History offers a mirror. In a talk laced with cultural critique, Wilkerson cites Legend, Myth, and Magic in the Image of the Artist, tracing 2,500 years from anonymous Greek pottery to Romantic-era solo geniuses like tortured Kafka, whose dream of literary devotion clashed with marital ideals, yielding only disappointment. Modern open source, he says, romanticizes lone creators but thrives on workshops: apprentices grinding basics, assistants painting under expert eyes. For jank, this meant encouraging issue-raisers with specifics—"Jump to this function"—sparking pull requests, like one contributor's Nix shell upgrade leading to packaging pursuits.

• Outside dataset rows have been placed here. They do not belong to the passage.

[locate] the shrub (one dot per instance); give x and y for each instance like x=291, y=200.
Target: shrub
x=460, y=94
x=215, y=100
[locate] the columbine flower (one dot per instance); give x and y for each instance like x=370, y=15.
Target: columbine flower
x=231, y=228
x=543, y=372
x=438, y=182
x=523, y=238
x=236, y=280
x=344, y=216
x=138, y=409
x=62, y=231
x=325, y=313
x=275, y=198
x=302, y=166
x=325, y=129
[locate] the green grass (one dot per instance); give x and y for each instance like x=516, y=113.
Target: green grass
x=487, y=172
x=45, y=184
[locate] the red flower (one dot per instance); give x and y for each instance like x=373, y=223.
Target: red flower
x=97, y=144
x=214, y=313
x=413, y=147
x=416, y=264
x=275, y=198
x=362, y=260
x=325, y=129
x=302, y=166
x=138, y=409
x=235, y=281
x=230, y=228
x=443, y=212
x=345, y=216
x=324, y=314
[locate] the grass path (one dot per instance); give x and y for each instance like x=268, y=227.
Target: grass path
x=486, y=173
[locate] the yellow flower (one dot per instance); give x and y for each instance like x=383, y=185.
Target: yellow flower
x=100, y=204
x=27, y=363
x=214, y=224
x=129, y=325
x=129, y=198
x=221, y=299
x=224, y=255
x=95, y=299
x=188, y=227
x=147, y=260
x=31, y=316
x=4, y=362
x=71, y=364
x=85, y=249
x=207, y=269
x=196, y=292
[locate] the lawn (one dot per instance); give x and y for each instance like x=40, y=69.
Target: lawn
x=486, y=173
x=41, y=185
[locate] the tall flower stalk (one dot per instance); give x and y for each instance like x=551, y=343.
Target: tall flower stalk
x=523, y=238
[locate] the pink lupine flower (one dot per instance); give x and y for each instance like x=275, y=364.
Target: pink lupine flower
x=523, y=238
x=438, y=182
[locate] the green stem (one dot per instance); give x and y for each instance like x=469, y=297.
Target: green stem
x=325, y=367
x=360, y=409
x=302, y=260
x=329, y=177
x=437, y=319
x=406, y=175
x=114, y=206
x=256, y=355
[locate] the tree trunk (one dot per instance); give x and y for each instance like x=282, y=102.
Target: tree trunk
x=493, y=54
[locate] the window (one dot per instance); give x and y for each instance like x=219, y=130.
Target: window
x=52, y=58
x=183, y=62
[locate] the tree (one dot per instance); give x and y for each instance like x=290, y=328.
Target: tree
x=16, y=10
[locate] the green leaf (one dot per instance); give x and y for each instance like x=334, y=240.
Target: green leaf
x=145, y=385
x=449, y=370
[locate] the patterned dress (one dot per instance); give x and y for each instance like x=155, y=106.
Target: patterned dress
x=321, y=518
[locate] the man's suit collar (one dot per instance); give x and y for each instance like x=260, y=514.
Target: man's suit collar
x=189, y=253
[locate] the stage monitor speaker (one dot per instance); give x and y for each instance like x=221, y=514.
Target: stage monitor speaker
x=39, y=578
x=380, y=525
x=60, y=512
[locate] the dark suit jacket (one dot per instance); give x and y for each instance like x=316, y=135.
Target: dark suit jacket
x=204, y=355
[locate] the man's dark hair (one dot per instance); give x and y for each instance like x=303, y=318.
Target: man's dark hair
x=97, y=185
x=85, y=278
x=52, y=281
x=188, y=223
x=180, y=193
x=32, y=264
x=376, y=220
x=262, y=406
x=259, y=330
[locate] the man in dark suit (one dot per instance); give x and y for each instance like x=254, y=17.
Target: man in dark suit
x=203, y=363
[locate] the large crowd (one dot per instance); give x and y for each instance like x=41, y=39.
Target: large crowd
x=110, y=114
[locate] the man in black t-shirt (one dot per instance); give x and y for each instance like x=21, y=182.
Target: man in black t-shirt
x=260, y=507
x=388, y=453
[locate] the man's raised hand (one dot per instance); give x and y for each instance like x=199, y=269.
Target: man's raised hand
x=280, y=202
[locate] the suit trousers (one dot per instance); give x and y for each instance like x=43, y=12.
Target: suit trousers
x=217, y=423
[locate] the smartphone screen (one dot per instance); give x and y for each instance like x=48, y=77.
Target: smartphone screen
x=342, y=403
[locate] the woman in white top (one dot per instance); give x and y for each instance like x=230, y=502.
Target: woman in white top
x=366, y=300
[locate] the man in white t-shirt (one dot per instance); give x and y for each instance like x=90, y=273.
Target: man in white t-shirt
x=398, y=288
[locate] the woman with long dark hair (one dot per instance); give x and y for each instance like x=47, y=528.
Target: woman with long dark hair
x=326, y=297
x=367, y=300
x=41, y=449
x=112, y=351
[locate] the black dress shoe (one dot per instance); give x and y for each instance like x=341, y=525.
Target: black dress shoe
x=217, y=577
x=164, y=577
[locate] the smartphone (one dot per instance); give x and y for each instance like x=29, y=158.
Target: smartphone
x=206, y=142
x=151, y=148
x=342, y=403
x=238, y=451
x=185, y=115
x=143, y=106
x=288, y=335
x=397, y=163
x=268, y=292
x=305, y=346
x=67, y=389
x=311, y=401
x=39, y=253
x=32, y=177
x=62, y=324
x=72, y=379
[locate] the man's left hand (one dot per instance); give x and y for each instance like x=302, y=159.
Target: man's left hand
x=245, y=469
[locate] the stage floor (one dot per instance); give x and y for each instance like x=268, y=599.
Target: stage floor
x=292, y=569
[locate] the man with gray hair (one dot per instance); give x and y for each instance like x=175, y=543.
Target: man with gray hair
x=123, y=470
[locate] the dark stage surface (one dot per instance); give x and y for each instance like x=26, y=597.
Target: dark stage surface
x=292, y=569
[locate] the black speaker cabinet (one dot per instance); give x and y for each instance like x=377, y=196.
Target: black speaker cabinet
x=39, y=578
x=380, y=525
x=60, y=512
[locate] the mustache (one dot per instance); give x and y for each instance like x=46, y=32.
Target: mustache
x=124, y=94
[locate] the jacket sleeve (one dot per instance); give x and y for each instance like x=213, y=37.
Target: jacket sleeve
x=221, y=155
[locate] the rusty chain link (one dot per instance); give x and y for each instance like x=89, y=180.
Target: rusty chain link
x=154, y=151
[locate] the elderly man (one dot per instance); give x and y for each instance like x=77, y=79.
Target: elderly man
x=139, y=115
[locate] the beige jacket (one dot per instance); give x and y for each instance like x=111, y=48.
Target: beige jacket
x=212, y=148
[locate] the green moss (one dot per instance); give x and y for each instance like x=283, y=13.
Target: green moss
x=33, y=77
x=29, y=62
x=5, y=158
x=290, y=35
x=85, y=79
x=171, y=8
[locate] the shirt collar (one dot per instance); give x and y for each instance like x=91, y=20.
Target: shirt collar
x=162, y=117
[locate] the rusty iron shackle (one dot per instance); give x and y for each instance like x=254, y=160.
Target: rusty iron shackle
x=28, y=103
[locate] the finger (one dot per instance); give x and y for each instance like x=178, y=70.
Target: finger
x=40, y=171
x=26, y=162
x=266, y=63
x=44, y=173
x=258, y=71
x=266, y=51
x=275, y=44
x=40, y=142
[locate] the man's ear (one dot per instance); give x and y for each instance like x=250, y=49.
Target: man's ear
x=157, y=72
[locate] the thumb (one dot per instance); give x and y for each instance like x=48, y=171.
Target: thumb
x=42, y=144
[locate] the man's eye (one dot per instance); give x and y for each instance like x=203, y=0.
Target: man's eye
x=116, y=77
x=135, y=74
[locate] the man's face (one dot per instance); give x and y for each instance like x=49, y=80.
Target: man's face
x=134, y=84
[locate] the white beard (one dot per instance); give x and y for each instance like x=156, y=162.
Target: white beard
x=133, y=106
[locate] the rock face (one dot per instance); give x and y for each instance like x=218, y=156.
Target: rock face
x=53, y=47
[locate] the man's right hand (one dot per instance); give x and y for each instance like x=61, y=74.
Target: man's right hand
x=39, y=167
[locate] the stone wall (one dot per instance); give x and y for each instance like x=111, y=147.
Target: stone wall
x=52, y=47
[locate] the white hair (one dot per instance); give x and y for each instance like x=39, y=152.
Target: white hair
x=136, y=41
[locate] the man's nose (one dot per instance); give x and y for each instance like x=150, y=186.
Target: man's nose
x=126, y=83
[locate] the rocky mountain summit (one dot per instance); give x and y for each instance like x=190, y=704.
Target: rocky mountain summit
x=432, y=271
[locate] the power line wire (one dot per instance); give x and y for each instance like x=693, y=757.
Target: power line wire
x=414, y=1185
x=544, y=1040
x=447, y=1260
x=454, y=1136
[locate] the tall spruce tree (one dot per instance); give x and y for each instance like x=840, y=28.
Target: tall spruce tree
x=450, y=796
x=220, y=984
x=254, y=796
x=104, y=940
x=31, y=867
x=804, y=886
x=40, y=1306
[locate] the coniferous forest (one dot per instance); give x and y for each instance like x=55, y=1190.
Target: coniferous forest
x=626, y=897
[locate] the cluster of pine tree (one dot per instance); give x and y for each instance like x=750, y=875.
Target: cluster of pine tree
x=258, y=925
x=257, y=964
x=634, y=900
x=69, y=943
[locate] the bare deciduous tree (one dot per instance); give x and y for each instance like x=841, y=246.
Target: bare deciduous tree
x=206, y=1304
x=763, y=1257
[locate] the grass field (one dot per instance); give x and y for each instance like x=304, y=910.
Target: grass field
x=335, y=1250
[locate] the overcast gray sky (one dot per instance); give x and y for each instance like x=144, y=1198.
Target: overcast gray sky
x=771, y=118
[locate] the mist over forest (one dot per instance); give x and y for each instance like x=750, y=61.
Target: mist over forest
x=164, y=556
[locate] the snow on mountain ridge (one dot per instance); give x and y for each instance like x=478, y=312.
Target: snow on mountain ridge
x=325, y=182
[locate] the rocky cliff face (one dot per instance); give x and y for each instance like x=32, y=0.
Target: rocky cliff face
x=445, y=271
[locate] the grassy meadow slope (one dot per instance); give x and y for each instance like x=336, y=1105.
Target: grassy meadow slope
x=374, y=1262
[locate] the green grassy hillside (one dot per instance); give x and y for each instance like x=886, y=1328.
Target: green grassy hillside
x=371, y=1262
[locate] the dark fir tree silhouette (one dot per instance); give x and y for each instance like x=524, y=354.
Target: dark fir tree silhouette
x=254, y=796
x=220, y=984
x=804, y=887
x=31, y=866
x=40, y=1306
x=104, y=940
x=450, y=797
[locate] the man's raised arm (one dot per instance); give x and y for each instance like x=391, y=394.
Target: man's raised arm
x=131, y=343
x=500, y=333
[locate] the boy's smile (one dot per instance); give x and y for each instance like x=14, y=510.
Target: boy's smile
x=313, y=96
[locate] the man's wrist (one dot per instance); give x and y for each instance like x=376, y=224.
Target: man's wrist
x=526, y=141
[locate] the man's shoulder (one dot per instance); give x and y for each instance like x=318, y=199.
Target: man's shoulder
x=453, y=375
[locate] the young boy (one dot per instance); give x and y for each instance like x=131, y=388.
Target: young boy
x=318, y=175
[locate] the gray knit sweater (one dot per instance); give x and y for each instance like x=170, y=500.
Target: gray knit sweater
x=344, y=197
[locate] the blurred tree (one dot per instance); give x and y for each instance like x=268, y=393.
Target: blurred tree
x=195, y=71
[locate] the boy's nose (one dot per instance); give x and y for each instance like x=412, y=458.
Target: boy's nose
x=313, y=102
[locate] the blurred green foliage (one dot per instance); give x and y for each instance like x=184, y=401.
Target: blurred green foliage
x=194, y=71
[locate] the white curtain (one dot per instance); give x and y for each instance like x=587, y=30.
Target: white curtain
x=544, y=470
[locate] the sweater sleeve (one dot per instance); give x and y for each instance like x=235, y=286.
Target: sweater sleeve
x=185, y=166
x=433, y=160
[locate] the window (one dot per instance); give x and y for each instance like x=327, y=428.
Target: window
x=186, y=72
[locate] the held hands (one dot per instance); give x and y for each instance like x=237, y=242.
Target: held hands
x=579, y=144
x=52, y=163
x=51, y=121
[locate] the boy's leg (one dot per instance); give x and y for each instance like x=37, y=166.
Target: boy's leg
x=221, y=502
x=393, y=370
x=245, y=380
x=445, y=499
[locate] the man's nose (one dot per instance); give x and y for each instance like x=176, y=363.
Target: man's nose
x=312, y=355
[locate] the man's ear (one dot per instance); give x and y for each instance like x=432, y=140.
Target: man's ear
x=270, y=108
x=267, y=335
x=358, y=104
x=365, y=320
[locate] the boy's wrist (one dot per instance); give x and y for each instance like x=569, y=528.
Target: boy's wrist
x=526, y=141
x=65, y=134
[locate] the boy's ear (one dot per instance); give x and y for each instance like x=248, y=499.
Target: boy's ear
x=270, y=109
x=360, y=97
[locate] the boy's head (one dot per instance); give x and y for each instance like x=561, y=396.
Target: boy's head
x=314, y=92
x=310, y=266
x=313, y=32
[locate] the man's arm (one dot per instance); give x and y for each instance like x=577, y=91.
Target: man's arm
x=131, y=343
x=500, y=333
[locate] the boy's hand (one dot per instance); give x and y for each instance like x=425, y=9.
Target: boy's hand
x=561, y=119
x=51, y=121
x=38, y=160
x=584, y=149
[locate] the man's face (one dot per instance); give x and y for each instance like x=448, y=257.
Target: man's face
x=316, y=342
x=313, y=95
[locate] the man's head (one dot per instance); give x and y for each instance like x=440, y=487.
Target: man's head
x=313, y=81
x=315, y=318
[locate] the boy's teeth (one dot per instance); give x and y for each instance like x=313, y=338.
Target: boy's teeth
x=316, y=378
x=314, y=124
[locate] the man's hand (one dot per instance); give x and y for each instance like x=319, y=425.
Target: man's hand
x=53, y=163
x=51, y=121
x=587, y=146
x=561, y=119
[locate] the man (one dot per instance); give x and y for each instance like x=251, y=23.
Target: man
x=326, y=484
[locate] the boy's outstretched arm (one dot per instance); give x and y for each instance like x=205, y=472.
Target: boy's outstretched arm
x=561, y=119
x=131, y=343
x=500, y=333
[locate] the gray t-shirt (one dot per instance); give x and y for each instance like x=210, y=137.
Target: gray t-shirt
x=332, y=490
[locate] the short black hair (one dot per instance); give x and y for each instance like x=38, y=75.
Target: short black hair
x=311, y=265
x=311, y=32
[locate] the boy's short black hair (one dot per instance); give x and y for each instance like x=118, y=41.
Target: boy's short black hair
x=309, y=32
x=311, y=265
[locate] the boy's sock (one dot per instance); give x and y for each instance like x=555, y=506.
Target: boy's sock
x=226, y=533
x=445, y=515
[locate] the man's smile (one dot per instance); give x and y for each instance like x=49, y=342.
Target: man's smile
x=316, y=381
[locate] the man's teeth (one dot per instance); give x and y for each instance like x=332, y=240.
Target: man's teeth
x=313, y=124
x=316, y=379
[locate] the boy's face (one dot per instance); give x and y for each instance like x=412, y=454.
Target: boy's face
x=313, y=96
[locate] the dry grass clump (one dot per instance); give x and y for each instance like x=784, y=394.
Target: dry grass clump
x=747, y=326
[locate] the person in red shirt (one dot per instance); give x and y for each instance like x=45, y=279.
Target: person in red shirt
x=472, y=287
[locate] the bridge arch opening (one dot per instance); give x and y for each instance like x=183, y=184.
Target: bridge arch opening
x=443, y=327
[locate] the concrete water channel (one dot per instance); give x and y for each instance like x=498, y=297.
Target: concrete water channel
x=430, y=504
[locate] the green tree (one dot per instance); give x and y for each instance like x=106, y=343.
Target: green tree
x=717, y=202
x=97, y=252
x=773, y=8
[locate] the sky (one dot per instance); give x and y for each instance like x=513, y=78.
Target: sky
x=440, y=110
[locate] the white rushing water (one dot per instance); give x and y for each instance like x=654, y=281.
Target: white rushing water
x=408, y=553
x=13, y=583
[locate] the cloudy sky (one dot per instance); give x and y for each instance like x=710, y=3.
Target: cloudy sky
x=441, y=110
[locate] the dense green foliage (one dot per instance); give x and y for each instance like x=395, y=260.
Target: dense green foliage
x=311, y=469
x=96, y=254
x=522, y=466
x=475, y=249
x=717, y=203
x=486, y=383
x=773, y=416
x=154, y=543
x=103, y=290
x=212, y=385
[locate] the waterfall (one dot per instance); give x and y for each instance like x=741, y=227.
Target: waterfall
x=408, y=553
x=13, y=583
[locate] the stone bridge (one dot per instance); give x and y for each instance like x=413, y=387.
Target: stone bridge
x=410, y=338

Prioritization anchors it all. Aligned with goals, daunting feats like unprecedented Lisp-C++ interop fracture into bites: include headers, test, commit, exhale. Dreams set direction—zoom out to the forest—but stay grounded; unchecked, they satiate like shared boasts or detach into impossibilities. Enthusiasm, a depletable fuel per recent talks, demands easy days: Fridays for cathartic cleanups of nagging debt. In closing, Wilkerson channels Thoreau: Build air castles, then found them solidly. For developers adrift in jank, this philosophy isn't just survival—it's a blueprint for flourishing amid the mess.